At baseline, participant age, sex, anthropometrics, comorbidities and medication use were assessed via questionnaires and clinical assessments. Body mass index (BMI) was calculated by dividing the body weight (kg) by height squared (m2). We defined comorbidity as having at least two of the following major medical conditions; diabetes mellitus, stroke, Parkinson’s disease, heart disease and chronic obstructive pulmonary disease. Taking four or more medications was classified as polypharmacy.

2.2.3. Physical Function

At baseline, participants underwent physical function assessments involving tests of lower limb proprioception [21], knee extension muscle strength [21], simple hand-reaction time [21], standing postural sway [21], sit-to-stand performance (STS) [22], timed up and go (TUG) [23], and 6 m walking time [24]. Proprioception was measured as the average alignment errors (deg) from five trials of a task requiring aligning the great toes either side of a vertical protractor while seated and with eyes closed. Lower limb muscle strength was measured in the dominant leg using a custom-built strain gauge. Participants were seated on a chair with knee flexed to 90 deg and the strain gauge was attached to the lower leg. The maximal isometric knee extension force (kg) value from three trials was used. Hand reaction time was measured using a light stimulus device and a mouse. The time from presentation of the light stimulus to a finger pressing the mouse was recorded, and the average of 10 trials was used. Postural sway was measured while participants stood with their feet hip-width apart on a foam rubber pad (70 cm × 60 cm × 15 cm thick) with eyes open for 30 s, using a sway meter that recorded displacements (millimeters) of the body at the level of the waist. The device consisted of an inflexible 40-cm-long rod with a vertically mounted pen at its end. The rod was mounted on a 20 cm wide metal plate which was fitted over the participant’s lower back (level of the posterior superior iliac spine) by a firm belt so that the rod extended posteriorly. Fitted firmly, the sway meter offers 1 degree of freedom between the belt and pen, as it is free to move in the pitch plane. The pen recorded participant’s postural sway on a sheet of millimeter graph paper, fastened to the top of an adjustable-height table. STS was evaluated as the time (seconds) taken to rise from a chair five times as fast as possible with the participants’ arms folded across their chest. TUG was measured as the time (s) taken to stand up from a standard chair, walk 3 m as fast as possible, turn, walk back to the chair and sit down again. We also conducted a six-meter walk test on a 10 m path in a corridor. Participants were instructed to walk at their usual, comfortable walking pace. The time taken to walk the middle 6 m of a 10 m path was recorded in seconds.

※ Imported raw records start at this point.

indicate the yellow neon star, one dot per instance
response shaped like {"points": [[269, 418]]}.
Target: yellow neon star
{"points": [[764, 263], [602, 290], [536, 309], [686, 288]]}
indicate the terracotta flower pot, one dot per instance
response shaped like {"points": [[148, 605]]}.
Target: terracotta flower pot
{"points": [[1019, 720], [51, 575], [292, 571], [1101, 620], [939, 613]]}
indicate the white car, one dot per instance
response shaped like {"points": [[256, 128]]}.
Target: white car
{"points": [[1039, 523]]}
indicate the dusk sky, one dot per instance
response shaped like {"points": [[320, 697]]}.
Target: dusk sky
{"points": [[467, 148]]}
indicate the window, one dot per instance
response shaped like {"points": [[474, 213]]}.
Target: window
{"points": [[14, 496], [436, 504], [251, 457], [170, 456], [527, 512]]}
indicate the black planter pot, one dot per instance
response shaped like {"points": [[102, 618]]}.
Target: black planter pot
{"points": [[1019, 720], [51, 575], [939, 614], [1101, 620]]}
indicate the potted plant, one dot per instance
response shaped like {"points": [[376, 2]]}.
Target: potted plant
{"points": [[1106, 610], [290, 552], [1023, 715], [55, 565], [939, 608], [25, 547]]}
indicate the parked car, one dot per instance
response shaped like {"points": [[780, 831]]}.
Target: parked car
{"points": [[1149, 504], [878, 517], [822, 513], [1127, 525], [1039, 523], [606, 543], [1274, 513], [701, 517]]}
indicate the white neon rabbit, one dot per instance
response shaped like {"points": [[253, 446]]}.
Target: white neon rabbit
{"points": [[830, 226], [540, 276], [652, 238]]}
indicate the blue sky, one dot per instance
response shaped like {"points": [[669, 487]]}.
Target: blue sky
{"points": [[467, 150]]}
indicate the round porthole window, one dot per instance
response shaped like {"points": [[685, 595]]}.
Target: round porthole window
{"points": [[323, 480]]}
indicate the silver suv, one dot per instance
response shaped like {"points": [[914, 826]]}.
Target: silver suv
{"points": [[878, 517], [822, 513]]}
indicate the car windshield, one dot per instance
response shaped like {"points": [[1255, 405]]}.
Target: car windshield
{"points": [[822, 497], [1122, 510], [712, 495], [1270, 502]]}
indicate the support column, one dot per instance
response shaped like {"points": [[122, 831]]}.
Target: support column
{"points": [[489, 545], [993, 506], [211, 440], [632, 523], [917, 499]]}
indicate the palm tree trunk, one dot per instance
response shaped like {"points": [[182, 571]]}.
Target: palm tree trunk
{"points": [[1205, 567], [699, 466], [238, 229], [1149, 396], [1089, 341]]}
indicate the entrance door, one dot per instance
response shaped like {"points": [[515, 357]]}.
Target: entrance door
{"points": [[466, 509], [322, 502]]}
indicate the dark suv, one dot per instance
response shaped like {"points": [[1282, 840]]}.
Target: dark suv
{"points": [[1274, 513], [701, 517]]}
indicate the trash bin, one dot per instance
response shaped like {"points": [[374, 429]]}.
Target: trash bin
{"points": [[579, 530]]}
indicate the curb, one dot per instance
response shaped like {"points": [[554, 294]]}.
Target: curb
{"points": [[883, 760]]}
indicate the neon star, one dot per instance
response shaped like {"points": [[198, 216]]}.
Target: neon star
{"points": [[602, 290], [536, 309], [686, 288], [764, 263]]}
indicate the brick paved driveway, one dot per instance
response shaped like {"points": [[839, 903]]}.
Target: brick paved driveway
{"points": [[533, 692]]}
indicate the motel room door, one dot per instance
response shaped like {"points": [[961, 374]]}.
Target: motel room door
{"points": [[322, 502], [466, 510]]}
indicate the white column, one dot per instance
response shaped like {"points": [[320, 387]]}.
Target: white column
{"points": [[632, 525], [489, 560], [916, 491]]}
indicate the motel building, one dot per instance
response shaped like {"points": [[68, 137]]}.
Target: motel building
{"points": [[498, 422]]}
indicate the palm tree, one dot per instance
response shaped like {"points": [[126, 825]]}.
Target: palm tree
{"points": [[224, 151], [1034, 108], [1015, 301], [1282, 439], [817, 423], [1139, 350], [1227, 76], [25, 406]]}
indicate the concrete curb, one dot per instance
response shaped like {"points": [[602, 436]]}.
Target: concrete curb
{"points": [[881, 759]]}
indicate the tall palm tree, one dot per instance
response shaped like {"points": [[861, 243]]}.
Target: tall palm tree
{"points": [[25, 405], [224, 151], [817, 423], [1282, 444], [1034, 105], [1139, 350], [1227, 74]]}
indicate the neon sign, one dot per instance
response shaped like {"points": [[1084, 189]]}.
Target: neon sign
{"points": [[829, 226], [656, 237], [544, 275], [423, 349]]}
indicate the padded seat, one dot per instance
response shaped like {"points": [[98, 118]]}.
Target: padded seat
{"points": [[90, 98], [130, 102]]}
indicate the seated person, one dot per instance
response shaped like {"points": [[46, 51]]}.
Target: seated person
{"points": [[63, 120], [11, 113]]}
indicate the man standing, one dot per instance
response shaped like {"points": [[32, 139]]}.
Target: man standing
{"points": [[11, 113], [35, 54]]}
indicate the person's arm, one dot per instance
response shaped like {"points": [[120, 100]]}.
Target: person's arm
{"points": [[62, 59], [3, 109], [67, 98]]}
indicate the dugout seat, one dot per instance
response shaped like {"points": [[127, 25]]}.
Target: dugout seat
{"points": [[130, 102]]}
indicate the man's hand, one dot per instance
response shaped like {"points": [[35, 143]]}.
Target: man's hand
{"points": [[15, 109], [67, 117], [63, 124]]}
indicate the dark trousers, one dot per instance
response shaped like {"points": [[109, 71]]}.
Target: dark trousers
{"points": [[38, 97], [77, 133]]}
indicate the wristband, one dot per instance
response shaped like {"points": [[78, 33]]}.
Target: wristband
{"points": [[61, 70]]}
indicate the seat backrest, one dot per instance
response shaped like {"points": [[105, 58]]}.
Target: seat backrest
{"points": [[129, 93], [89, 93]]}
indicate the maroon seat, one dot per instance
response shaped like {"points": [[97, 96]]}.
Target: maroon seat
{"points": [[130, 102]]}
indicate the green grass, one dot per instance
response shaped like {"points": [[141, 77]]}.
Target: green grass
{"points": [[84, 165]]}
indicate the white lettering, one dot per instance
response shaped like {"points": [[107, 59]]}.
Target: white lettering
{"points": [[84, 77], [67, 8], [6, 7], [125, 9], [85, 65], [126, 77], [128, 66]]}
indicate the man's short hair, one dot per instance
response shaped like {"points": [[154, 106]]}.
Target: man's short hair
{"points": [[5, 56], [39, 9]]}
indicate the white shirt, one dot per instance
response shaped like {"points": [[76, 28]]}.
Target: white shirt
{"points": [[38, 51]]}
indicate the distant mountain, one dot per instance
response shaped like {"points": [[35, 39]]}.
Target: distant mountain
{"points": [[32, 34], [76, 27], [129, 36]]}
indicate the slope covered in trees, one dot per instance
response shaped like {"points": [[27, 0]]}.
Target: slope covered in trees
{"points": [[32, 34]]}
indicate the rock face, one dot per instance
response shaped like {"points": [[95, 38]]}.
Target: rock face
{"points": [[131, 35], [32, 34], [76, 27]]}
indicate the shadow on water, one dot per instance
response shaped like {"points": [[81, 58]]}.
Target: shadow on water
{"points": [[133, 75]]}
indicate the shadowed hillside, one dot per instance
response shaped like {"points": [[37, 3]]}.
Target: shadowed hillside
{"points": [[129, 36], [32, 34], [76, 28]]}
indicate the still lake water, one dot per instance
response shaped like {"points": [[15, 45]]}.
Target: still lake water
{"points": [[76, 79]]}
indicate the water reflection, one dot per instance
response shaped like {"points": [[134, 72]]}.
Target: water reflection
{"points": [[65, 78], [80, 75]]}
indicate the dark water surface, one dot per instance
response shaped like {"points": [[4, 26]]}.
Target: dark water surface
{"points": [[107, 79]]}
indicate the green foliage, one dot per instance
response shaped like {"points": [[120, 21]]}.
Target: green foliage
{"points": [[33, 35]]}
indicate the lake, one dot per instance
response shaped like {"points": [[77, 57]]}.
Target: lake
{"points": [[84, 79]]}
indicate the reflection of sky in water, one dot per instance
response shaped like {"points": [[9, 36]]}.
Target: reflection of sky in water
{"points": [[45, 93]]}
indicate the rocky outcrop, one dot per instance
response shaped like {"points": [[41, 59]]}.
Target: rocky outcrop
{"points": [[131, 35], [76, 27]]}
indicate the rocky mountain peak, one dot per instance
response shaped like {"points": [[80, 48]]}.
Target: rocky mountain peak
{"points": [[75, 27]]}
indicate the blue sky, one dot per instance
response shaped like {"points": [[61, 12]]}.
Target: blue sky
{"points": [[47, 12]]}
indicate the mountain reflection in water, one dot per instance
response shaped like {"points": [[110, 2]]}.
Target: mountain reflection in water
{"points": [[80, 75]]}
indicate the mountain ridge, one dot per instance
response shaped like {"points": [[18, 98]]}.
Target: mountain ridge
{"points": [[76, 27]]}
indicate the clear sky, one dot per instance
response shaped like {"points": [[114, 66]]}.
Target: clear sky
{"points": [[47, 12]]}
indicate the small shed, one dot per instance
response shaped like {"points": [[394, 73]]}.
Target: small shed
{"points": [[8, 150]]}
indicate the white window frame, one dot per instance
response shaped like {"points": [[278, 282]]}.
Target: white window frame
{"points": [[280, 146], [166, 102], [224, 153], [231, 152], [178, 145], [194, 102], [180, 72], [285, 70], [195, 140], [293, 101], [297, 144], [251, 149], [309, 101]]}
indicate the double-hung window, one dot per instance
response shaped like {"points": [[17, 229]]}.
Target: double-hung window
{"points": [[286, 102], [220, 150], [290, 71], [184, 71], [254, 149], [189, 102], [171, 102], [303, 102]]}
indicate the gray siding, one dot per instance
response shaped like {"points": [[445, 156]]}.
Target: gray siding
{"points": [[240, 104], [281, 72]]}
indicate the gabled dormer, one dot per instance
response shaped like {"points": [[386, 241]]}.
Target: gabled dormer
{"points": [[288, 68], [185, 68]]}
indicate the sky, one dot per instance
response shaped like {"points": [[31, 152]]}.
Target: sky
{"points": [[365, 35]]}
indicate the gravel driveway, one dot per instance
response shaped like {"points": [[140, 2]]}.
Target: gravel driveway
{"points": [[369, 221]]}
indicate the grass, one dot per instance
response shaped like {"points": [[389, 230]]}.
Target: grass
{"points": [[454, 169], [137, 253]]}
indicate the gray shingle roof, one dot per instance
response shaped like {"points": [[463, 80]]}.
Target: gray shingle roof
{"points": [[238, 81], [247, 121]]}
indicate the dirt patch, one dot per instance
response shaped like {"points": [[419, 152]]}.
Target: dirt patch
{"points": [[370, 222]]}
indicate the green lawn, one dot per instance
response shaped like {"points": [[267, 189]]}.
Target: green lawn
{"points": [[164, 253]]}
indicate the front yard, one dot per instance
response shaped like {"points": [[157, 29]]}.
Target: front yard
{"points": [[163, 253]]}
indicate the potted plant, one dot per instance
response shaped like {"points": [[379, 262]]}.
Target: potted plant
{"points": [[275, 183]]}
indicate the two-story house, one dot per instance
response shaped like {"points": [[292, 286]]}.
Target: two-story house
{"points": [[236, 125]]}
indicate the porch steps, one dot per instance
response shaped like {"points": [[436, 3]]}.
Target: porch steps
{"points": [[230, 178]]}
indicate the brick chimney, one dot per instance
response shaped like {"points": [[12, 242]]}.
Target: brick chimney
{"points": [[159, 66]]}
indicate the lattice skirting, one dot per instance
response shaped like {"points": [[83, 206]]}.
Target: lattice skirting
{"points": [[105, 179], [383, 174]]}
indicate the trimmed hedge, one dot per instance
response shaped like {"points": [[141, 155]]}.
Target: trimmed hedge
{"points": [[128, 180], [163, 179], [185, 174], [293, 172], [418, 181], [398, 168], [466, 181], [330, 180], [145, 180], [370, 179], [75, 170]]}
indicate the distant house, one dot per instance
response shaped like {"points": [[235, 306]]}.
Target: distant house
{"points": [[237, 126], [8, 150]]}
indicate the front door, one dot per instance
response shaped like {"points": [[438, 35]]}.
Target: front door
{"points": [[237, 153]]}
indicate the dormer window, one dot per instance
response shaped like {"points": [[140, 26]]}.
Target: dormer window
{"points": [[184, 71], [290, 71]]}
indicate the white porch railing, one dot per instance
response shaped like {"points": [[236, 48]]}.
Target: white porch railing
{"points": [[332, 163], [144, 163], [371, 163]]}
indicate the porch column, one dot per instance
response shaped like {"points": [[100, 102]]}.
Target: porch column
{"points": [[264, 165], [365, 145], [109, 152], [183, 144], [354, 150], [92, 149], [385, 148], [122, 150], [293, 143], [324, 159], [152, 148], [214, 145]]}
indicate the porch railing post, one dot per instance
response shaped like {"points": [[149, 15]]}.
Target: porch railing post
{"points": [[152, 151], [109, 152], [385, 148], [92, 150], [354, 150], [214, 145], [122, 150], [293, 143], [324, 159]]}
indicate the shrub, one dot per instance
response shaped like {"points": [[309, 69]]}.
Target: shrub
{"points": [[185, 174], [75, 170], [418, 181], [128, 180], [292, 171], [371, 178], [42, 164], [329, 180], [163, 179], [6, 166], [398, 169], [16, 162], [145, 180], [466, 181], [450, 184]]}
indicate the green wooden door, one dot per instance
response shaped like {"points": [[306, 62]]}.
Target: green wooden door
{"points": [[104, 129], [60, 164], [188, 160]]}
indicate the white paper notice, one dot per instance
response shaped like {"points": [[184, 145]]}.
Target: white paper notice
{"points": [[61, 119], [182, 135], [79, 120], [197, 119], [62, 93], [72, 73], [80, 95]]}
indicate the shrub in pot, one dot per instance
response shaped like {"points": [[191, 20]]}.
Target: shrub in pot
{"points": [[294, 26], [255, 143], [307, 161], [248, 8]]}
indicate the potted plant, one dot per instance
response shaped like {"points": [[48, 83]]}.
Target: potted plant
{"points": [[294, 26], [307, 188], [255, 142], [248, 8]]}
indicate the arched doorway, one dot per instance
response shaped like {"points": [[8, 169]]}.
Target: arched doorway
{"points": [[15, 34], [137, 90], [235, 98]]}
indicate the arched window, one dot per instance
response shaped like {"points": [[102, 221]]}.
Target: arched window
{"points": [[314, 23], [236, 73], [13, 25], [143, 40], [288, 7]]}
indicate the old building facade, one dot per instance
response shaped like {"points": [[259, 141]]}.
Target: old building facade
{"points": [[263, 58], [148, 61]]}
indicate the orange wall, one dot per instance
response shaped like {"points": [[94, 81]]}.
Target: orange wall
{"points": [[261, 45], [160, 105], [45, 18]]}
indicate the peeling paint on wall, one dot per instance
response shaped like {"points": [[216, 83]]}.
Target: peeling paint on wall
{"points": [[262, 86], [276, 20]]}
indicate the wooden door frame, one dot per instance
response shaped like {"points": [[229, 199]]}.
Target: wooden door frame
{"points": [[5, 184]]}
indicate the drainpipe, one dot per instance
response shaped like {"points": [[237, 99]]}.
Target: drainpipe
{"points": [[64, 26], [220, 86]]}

2.2.4. Cognitive Function and Psychological Status

At baseline, trained Research Assistants assessed cognitive function and psychological status. Executive function was assessed using the Trail Making Test (TMT) and the difference between parts A and B of the test was calculated to provide a measure of executive function [25]. In addition, processing speed was assessed using the Digit Symbol Substitution Test (DSST) [26]. Depressive symptoms and concern about falling as markers of psychological status were assessed using the 15 item Geriatric Depression Scale (GDS-15) [27] and the Falls Efficacy Scale-International (FES-I) [28], respectively.

2.2.5. Physical Activity

Participant baseline levels of physical activity was evaluated using the Incidental and Planned Exercise Questionnaire (IPEQ) validated for older people [29]. The IPEQ estimates the average physical activity time (hours per week) over the past three months. These include planned physical exercise, in addition to planned walks (e.g., walking in the park) and incidental physical activities (e.g., walking to the store, gardening). The planned physical exercise includes participation in exercise classes, home exercise, other sport/exercise, such as swimming, golf, bowls, dancing and jogging. The time spent undertaking all panned and incidental activities is summed to provide an estimate of total physical activity levels (h/week).

2.3. Statistical Analysis

All data were checked for normal distribution using skewness statistics (within −1 and 1) and log transformed if needed. The participants with and without falls were compared. Student t-tests and X2 tests were used to examine between-group differences in continuous and categorical variables, respectively. We also used these tests to examine differences between those with and without fall-related fractures. Variables that were found with significant between-group differences in the above univariable tests were entered as independent variables in separate, logistic regression analyses with falls (yes/no) and fall-related fractures (yes/no) as dependent variables. The independent variables were converted to Z-scores based on the means and standard deviations. Initial models (Models 1) were unadjusted and Models 2 were adjusted for age, sex, BMI, comorbidity and polypharmacy. Finally, the independent and significant predictor variables for the fall outcome in Model 2 were dichotomized using the Youden index, summed and contrasted against the occurrence of falls in the follow-up period. All analyses were conducted using SPSS 25.0 for Windows (SPSS Inc., Armonk, NY, USA). p < 0.05 was considered statistically significant.

3. Results

3.1. Baseline Participant Characteristics

A total of 814 Sydney Memory and Ageing Study participants contributed to the falls and balance sub-study across waves one to four. Of these 814 participants, 389 (212 women, 177 men, average age 78.9 years, standard deviation 4.8 years) reported having bodily pain, completed the baseline clinical assessments and a 12-month follow-up for falls, and were therefore included in these analyses (Figure 1).
Table 1 shows baseline participant characteristics and test results for those with and without falls, and those with and without fall-related fractures during the 12-month follow-up. Of the 389 participants, 175 (45.0%) reported falls and 20 (5.1%) reported fall-related fractures during 12-months follow-up.
Compared to non-fallers, fallers had higher baseline BMI (p = 0.040), increased postural sway (p = 0.011), higher FES-I scores (p = 0.019), higher GDS-15 scores (p = 0.034), and lower total physical activity levels (p = 0.018).
The participants with fall-related fractures had increased postural sway (p = 0.017), slower 6 m walking time (p = 0.012) and were shorter in stature (p = 0.043), compared to those without fall-related fractures.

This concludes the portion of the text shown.